Une récente étude montre que si l'école est l'endroit où les enfants devraient forger des amitiés durables, la faim persistante prive certains de cette expérience importante. Près des deux tiers des enseignants canadiens indiquent que les élèves qui arrivent à l'école le ventre vide ont de la difficulté à se faire des amis, et 59 % affirment qu'ils ont également plus de mal à les conserver. De plus, 86 % des enseignants s'entendent pour dire que les élèves qui ne mangent pas à leur faim ont davantage tendance à devenir des intimidateurs. Finalement, les trois quarts des répondants ajoutent que les enfants qui ne déjeunent pas sont plus facilement frustrés, en colère, agacés ou irrités que les autres.

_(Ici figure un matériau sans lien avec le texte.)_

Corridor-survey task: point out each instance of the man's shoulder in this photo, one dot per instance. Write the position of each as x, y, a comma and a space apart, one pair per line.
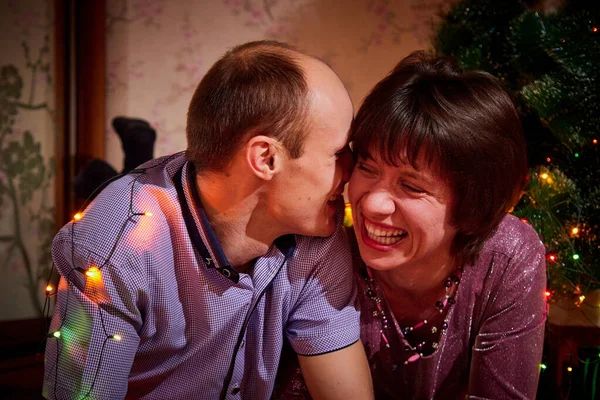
130, 211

Et comme un enfant canadien sur cinq risque de commencer sa journée d'école le ventre vide, ces problèmes comportementaux se font sentir dans les salles de classe d'un océan à l'autre.

« Ce qu'il faut retenir de cette étude, c'est que même si un seul élève a le ventre vide, toute la classe s'en ressent », explique Paul Jones, commentateur sportif pour les Raptors de Toronto et ancien enseignant et directeur au primaire. « Le temps passé avec un enfant qui se conduit mal ou harcèle les autres parce que, sans qu'il n'y puisse rien, il a faim, est du temps que l'enseignant ne passe pas à s'occuper des autres élèves. »

L'incidence négative de la faim dans une salle de classe est telle que 92 % des enseignants affirment avoir personnellement aidé les enfants qui en souffrent et que la moitié d'entre eux leur ont apporté de la nourriture.